SnapCalorieは今月、Accel、Index Ventures、元CrossFit CEOのEric Roza、Y Combinatorなどの投資家から200万ドルの資金調達を実施しました。同社は既に、プレシードラウンドで身元不明の投資家から12万5000ドルを調達しています。
「人間は、一皿の料理の量を視覚的に推測するのが苦手です」とノリス氏は述べた。「SnapCalorieは、様々な新しい技術とアルゴリズムを組み合わせることで、現状を改善します。」
念のため言っておきますが、SnapCalorieはコンピュータービジョンをベースにしたカロリー計算アプリとしては初めてではありません。Calorie Mama、Lose It、Fooadvisor、Bite.AIといったアプリが、それぞれ成功度は異なりますが、この試みは既に行われています。しかし、SnapCalorieの特徴は、対応デバイスに搭載された深度センサーを使って分量を測定し、人間のレビュー担当者による「品質向上」を図っている点だとノリス氏は主張しています。

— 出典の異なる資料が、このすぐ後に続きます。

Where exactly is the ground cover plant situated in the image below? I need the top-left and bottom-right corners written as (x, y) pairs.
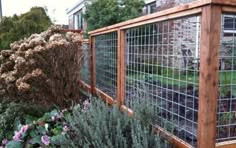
top-left (66, 96), bottom-right (171, 148)
top-left (0, 97), bottom-right (172, 148)
top-left (0, 27), bottom-right (84, 106)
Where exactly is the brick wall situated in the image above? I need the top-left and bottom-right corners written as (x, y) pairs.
top-left (157, 0), bottom-right (199, 68)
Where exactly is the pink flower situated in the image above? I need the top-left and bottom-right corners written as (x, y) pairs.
top-left (2, 139), bottom-right (8, 145)
top-left (13, 132), bottom-right (22, 141)
top-left (41, 135), bottom-right (50, 145)
top-left (83, 100), bottom-right (90, 108)
top-left (63, 125), bottom-right (70, 132)
top-left (20, 125), bottom-right (29, 134)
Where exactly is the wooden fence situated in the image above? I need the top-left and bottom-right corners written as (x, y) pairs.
top-left (79, 0), bottom-right (236, 148)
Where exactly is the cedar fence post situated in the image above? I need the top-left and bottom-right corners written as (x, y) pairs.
top-left (117, 29), bottom-right (125, 108)
top-left (198, 5), bottom-right (222, 148)
top-left (89, 36), bottom-right (96, 94)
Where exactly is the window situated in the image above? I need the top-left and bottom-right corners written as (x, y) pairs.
top-left (150, 2), bottom-right (157, 13)
top-left (145, 2), bottom-right (157, 14)
top-left (77, 12), bottom-right (83, 30)
top-left (223, 15), bottom-right (236, 33)
top-left (74, 11), bottom-right (84, 30)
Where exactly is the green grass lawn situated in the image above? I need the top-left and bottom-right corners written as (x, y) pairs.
top-left (126, 71), bottom-right (236, 96)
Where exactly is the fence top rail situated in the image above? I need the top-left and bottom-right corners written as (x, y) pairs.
top-left (88, 0), bottom-right (236, 36)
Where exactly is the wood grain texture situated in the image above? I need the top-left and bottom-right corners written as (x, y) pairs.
top-left (211, 0), bottom-right (236, 6)
top-left (89, 0), bottom-right (211, 35)
top-left (89, 36), bottom-right (96, 94)
top-left (198, 5), bottom-right (221, 148)
top-left (216, 140), bottom-right (236, 148)
top-left (117, 30), bottom-right (125, 108)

「平均して、チームはカロリーの誤差を20%未満に抑えることができています」とノリス氏は語る。「写真ベースの食事トラッキングにAIを活用したアプリは他にもありますが、誤差を減らす上で最も重要な、分量の推定をサポートしてくれるものはありません。」

健康業界では、写真を使ったカロリー計算ツールに対して懐疑的な見方が多く見られますが、それには十分な理由があります。2020年に実施された、人気のAI搭載カロリー計算ツールを比較した研究では、最も正確なカロリー計算ツール「Calorie Mama」でも、その正確さは約63%にとどまっていました。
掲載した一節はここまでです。